La prévention des litiges en construction repose sur plusieurs bonnes pratiques à mettre en œuvre dès la phase de conception. Rédaction contractuelle rigoureuse : contrat CCMI (Construction de Maison Individuelle) ou contrat de maîtrise d’œuvre détaillé précisant les prestations, délais, pénalités de retard, modalités de réception. Cahier des charges précis : descriptif technique détaillé des matériaux, équipements, finitions attendues pour éviter les interprétations divergentes. Études préalables sérieuses : étude de sol (G2 AVP obligatoire), étude thermique RT 2012/RE 2020, vérification de la faisabilité technique du projet. Choix des professionnels qualifiés : vérifier les qualifications (RGE, Qualibat), les assurances obligatoires (décennale, RC professionnelle), les références et réalisations antérieures. Suivi de chantier régulier : visites fréquentes, relevé photographique de l’avancement, points de coordination entre corps d’état, procès-verbaux de réunions de chantier. Réception des travaux encadrée : procès-verbal de réception détaillé, liste des réserves précise avec délais de levée, refus de réception si désordres graves, constat d’huissier si nécessaire. Respect des délais de garanties : déclarer les désordres dans les délais de garantie de parfait achèvement (1 an), biennale (2 ans), décennale (10 ans). Communication transparente : privilégier les échanges écrits (emails, courriers), anticiper et résoudre rapidement les difficultés, faire appel à un médiateur en cas de tension. Assurances adaptées : dommage-ouvrage pour le maître d’ouvrage, tous risques chantier pour couvrir les sinistres pendant les travaux. Ces précautions réduisent de 70% le risque de contentieux coûteux.

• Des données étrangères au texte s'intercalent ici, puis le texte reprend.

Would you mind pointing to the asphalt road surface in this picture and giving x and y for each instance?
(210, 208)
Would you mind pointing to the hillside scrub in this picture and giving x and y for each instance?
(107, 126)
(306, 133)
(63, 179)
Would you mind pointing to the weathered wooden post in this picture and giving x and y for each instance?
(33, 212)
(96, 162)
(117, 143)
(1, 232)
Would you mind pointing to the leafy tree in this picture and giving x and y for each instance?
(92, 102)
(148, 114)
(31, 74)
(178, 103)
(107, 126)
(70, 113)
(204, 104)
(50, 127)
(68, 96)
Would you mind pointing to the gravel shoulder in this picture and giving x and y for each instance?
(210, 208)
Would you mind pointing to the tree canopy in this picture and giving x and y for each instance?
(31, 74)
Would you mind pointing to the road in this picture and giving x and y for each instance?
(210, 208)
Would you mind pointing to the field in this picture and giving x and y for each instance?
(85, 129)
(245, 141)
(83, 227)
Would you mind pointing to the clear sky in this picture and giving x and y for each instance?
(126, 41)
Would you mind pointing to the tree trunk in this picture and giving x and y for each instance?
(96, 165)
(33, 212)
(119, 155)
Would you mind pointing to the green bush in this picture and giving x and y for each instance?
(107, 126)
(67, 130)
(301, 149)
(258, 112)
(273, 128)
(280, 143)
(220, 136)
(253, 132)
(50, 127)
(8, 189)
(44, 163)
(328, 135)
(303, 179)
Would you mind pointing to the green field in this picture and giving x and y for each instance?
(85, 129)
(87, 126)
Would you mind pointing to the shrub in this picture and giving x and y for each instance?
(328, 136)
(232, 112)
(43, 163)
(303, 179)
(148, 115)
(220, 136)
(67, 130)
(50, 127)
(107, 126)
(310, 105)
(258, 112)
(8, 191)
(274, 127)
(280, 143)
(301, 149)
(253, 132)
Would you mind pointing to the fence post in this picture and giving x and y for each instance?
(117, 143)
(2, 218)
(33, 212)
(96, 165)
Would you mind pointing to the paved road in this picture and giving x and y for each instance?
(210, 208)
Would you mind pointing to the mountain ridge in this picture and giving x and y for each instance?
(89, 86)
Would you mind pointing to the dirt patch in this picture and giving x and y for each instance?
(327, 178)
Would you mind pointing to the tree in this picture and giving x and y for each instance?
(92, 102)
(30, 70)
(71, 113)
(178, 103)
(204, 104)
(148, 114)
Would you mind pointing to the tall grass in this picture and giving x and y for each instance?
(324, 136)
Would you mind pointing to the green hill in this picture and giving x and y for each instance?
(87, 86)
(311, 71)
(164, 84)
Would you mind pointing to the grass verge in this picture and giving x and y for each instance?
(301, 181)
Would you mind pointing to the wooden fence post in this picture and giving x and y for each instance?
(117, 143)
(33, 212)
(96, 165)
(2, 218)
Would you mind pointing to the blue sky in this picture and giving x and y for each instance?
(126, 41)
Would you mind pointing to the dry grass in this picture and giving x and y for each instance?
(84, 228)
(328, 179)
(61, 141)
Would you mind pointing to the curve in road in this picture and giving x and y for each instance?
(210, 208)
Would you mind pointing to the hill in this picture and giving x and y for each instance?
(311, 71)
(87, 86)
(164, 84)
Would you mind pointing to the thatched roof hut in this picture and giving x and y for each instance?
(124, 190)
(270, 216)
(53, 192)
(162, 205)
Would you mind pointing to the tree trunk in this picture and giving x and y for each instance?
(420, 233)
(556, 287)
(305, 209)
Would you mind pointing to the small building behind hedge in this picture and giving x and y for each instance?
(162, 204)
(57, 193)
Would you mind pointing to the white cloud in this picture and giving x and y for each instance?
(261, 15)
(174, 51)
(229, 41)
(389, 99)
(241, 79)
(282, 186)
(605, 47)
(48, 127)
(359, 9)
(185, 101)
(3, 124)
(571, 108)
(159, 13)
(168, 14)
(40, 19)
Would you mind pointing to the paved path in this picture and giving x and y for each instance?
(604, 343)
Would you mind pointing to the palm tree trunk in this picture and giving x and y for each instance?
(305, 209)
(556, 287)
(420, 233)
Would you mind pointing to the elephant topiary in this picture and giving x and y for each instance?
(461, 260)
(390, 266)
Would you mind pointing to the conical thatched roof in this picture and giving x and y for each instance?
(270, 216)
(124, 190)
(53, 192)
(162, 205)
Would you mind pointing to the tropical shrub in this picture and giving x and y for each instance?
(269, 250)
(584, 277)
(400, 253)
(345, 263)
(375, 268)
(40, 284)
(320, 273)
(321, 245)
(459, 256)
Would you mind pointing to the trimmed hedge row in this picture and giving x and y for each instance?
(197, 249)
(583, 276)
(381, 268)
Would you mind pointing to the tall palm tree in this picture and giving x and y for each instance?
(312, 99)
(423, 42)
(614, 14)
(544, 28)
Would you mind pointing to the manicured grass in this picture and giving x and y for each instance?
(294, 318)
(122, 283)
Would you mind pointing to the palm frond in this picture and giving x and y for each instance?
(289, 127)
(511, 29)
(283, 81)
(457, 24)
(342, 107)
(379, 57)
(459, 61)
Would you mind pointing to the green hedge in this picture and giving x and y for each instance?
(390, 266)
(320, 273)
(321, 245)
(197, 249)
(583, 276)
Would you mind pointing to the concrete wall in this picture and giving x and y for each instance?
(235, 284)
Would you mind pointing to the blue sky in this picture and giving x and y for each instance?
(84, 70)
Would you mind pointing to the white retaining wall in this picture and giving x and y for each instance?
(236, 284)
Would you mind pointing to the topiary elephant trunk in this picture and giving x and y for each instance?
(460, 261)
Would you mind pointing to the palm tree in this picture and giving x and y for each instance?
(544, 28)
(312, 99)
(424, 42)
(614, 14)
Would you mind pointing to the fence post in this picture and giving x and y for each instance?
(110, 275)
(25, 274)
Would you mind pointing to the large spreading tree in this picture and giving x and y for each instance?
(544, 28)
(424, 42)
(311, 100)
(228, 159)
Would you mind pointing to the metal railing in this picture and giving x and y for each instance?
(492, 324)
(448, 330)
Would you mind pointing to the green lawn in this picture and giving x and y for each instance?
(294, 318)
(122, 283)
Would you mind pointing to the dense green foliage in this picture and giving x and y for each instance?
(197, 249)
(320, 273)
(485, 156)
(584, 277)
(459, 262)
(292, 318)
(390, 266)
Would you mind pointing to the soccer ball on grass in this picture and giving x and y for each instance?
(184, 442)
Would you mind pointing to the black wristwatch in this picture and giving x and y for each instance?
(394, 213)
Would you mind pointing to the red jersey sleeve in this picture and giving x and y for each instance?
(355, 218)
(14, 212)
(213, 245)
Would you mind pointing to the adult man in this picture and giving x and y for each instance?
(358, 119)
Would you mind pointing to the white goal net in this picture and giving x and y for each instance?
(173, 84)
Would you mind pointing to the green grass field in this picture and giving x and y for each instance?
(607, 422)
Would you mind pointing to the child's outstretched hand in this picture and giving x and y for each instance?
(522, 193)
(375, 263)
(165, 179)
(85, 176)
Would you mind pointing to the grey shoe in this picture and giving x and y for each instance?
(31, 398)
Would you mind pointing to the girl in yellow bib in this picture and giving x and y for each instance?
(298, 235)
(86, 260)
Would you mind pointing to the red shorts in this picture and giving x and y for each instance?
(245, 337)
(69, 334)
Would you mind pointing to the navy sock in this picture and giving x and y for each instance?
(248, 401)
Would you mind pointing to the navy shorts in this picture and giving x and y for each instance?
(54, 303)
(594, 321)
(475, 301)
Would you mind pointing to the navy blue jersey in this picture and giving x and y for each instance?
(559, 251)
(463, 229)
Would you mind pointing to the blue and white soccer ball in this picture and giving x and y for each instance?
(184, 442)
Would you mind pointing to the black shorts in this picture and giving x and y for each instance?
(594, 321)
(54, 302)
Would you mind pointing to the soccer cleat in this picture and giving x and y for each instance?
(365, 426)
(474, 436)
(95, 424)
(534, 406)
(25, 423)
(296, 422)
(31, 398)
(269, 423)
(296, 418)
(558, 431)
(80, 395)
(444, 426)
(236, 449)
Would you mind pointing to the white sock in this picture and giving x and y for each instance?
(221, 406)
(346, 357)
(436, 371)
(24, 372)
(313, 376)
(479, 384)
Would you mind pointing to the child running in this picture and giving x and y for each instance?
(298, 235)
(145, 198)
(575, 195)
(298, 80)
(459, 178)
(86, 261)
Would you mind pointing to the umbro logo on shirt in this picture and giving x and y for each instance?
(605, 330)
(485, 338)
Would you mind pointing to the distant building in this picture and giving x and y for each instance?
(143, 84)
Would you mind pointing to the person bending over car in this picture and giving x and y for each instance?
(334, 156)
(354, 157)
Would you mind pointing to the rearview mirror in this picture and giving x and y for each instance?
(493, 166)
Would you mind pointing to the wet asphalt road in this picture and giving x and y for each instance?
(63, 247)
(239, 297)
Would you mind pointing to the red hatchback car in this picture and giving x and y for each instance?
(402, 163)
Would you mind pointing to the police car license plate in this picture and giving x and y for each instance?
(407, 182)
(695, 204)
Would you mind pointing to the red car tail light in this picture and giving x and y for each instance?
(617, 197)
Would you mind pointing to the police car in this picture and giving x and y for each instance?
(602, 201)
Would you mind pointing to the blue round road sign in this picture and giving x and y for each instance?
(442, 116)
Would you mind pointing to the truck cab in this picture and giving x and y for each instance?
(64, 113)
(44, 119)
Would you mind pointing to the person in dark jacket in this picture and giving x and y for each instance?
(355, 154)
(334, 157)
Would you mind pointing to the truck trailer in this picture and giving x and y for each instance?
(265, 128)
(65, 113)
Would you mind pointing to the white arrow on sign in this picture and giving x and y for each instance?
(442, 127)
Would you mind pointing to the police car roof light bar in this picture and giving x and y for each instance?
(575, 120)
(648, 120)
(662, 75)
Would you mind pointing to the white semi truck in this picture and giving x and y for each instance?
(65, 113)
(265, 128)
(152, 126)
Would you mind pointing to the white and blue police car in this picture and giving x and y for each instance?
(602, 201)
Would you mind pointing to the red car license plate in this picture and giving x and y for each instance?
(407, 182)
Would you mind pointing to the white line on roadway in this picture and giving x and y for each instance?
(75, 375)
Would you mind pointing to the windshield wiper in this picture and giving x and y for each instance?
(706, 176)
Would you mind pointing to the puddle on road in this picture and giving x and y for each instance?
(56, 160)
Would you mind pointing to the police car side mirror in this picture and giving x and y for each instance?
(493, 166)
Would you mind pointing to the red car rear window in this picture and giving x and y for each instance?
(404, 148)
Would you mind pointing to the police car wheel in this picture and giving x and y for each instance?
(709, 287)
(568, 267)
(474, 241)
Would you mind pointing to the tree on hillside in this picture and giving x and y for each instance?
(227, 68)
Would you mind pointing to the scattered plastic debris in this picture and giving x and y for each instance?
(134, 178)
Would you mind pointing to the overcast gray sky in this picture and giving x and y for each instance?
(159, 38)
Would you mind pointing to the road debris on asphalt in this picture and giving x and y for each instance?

La garantie décennale et la garantie biennale sont deux régimes de responsabilité distincts en construction, avec des champs d’application, durées et conditions différentes. Garantie décennale (10 ans, article 1792 Code civil) : couvre les dommages compromettant la solidité de l’ouvrage (structure, fondations, toiture, murs porteurs) ou le rendant impropre à sa destination (infiltrations graves, défaut d’étanchéité majeur). Elle concerne également les éléments d’équipement indissociables de l’ouvrage (chauffage central, ascenseur, canalisation encastrée). Responsabilité de plein droit des constructeurs (architecte, entrepreneur, promoteur), assurance obligatoire, durée de 10 ans à compter de la réception. Garantie biennale ou de bon fonctionnement (2 ans, article 1792-3 Code civil) : couvre les éléments d’équipement dissociables dont le dysfonctionnement n’affecte pas la solidité ou la destination de l’ouvrage (volets, radiateurs non encastrés, chaudière individuelle, robinetterie, porte de garage, interphone). L’équipement doit être rendu inutilisable ou ne pas fonctionner conformément à sa destination. Durée de 2 ans à compter de la réception. Différences clés : nature des désordres (grave vs fonctionnel), éléments concernés (structure/indissociables vs équipements dissociables), durée (10 ans vs 2 ans), obligation d’assurance (décennale obligatoire, biennale couverte par RC pro). En pratique, la qualification du désordre (décennal ou biennal) est souvent source de contentieux. Une expertise permet de déterminer si un équipement est dissociable ou non et si le désordre affecte la destination de l’ouvrage. Par exemple, une chaudière collective encastrée relève de la décennale, une chaudière individuelle posée de la biennale.